Bâtiment effondré à Tripoli : un drame qui fait craindre une série noire

La ville est encore sous le choc de la mort d’une fillette dimanche, sous les décombres d’un immeuble vétuste. Les habitants sont inquiets, vu l’état d’autres constructions du même secteur.

Bâtiment effondré à Tripoli : un drame qui fait craindre une série noire

Les décombres de l'immeuble, hier. Souhayb JAWHAR

Les habitants du quartier de Dahr el-Maghar à Kobbé, Tripoli, se sont réveillés hier avec un goût amer : un tas de gravats est tout ce qu’il reste de l’immeuble effondré la veille, témoin du drame qui a coûté la vie à une fillette, Joumana el-Diko, et fait plusieurs blessés, dont la mère de la victime, Lina Kammoun, et une dame âgée évacuée sur une civière. Toute la nuit, les habitants de ce quartier, le plus pauvre de Tripoli, ont manifesté leur tristesse et leur colère. Beaucoup déclarent craindre pour le reste des bâtiments de la rue, tous aussi vétustes que celui qui s’est effondré.

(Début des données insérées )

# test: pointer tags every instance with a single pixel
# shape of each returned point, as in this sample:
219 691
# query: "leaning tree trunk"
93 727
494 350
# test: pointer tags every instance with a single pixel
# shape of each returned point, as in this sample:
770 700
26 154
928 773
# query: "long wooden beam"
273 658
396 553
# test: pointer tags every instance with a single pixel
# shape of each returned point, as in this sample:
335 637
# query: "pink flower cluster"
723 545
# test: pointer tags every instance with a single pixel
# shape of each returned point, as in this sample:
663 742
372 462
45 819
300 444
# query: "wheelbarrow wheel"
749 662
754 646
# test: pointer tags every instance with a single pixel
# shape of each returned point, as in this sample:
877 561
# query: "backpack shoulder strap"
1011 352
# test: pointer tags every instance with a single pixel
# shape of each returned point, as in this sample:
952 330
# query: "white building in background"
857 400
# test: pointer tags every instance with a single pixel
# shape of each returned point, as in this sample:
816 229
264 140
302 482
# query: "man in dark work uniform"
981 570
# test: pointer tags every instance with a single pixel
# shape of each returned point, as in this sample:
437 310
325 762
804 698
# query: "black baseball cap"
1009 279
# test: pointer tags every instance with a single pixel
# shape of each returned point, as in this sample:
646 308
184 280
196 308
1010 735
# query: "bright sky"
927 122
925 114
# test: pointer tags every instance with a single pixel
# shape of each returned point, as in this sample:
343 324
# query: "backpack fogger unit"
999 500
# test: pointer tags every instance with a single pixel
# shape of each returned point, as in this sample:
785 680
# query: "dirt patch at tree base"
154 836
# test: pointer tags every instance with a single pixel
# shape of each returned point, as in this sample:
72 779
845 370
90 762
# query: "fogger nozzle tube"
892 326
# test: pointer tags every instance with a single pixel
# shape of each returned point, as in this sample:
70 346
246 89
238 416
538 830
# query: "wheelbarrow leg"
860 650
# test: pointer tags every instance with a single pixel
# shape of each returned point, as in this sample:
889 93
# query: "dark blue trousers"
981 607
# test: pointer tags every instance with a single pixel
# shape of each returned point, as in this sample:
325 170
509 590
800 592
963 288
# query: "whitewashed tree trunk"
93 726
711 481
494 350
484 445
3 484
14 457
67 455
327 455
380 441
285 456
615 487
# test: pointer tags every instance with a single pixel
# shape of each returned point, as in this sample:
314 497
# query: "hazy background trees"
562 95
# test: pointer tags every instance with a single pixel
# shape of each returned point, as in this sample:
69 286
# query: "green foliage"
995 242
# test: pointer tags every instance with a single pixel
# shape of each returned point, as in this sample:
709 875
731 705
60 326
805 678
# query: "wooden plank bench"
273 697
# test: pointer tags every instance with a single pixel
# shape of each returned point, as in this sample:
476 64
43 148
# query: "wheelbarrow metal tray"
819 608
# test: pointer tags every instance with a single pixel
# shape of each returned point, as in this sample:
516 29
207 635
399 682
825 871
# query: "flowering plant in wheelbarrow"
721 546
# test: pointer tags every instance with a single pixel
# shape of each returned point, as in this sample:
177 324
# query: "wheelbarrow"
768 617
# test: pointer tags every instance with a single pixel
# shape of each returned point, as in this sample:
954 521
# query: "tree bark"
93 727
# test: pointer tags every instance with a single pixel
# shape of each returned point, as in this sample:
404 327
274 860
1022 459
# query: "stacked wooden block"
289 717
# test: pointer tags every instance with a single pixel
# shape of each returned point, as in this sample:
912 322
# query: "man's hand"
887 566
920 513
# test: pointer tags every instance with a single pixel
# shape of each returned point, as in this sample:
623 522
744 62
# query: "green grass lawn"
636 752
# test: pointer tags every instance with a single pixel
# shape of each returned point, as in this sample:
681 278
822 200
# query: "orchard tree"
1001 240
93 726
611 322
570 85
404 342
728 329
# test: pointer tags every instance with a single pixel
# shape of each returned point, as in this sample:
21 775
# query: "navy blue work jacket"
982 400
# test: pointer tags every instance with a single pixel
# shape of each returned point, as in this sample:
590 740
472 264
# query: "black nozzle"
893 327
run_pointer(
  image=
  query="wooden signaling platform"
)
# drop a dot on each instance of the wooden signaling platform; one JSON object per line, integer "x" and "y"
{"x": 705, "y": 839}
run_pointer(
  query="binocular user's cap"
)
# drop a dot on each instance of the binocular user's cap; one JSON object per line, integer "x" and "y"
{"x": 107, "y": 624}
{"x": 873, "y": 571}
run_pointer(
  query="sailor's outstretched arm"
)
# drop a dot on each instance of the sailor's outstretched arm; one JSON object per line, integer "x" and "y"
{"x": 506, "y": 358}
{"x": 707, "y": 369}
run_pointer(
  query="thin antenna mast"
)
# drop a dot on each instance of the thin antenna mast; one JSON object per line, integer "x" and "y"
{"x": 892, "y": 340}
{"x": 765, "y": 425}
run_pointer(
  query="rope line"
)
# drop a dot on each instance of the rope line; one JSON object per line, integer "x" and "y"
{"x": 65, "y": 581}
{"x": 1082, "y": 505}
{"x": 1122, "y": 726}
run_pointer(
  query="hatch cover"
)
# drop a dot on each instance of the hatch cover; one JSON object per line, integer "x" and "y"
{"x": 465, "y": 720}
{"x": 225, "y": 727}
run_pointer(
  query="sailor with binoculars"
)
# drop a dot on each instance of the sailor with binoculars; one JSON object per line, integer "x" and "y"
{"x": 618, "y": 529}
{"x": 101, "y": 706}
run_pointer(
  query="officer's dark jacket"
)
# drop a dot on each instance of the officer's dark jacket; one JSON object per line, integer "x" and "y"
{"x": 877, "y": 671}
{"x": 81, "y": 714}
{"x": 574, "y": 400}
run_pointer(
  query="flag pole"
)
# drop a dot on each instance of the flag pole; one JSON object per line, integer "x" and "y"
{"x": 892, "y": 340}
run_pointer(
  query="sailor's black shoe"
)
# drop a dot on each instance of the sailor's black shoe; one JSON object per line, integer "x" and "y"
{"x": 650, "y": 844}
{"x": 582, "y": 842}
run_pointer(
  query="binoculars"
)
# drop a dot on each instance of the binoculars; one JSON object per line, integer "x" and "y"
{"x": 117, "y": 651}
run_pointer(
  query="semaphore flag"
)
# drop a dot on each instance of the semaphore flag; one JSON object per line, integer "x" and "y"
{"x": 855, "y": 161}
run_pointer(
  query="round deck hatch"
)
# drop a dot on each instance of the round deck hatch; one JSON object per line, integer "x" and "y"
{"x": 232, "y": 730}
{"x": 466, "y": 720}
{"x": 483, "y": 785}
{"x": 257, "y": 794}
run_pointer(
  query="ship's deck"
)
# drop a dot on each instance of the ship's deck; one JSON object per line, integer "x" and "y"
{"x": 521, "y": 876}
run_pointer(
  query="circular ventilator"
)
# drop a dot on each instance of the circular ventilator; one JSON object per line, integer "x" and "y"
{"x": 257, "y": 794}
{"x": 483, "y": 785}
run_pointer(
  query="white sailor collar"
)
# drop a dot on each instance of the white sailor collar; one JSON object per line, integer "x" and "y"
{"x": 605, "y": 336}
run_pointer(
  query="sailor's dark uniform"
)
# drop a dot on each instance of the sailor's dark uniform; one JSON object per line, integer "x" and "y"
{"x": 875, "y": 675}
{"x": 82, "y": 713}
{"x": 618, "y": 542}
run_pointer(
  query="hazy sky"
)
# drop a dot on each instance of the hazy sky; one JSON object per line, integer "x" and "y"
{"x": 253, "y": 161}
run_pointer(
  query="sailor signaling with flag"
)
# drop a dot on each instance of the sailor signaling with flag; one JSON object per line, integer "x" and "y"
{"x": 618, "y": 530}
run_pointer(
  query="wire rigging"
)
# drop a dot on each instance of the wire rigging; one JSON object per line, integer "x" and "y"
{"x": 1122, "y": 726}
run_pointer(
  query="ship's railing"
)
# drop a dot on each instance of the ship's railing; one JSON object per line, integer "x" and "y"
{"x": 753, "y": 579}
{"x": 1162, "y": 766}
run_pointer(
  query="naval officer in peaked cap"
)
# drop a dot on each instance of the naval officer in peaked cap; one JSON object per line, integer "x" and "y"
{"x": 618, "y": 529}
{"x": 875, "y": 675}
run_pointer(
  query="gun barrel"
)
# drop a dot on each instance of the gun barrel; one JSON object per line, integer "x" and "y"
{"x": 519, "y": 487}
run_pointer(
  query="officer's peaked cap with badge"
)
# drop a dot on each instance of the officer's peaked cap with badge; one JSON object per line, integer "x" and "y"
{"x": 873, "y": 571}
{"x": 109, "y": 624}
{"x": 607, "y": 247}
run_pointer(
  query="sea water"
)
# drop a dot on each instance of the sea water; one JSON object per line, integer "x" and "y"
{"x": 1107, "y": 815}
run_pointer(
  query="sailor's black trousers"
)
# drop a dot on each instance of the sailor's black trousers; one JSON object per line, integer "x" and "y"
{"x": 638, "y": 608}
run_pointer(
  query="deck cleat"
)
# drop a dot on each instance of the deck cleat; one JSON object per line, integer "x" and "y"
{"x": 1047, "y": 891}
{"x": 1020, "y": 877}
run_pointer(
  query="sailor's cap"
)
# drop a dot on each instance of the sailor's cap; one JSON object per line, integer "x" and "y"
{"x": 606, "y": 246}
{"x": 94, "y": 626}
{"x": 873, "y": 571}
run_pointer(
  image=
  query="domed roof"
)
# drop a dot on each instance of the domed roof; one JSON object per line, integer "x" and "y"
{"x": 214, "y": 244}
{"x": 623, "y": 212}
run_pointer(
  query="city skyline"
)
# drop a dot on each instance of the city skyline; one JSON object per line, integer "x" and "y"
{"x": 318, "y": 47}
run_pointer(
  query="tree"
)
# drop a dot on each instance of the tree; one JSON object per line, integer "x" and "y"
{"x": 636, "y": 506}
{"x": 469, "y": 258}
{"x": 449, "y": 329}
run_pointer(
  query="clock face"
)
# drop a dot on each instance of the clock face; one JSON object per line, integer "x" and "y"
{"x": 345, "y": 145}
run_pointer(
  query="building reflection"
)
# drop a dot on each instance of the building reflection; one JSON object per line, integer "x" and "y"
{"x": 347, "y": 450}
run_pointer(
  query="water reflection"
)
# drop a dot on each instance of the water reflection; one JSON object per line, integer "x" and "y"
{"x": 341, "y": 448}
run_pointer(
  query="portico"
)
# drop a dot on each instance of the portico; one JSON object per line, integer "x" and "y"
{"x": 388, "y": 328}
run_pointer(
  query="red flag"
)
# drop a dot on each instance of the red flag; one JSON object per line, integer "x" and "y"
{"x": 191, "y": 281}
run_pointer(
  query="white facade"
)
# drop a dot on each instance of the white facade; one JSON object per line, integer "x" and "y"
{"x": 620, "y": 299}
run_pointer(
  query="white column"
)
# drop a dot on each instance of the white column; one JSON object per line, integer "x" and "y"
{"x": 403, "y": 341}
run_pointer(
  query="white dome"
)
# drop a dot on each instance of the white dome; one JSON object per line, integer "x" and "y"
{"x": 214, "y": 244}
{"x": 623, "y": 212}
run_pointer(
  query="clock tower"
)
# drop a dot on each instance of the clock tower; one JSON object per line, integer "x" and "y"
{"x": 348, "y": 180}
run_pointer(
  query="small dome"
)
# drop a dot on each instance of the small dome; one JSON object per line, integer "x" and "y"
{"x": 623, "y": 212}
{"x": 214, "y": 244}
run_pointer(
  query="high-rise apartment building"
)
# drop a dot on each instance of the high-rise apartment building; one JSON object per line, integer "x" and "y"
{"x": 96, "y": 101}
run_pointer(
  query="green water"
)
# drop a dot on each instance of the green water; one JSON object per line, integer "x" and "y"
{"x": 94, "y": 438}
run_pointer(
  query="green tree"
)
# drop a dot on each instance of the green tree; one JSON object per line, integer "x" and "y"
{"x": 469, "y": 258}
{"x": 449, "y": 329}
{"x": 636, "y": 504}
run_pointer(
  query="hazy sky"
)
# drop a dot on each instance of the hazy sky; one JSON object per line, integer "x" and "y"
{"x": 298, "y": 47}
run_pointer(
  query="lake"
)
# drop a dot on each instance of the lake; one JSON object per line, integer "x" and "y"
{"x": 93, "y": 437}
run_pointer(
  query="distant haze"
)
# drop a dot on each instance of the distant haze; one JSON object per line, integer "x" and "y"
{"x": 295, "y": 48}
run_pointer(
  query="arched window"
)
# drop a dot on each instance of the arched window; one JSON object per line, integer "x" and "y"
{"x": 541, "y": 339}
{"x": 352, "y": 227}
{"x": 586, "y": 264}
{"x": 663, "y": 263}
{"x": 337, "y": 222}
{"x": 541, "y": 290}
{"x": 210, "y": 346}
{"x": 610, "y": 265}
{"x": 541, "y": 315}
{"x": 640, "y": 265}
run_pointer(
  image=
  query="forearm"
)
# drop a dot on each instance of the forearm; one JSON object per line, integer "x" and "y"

En mauvais état, avec des murs lézardés depuis longtemps, le bâtiment s’élevait sur cinq étages. La plupart de ses habitants l’avaient déjà déserté, certains récemment et d’autres depuis deux ans. Seuls Khaled el-Diko et sa famille étaient restés sur place, même après qu’une consigne d’évacuation eut été lancée ces derniers jours. Leur situation financière ne leur permettait pas de déménager, affirment leurs voisins.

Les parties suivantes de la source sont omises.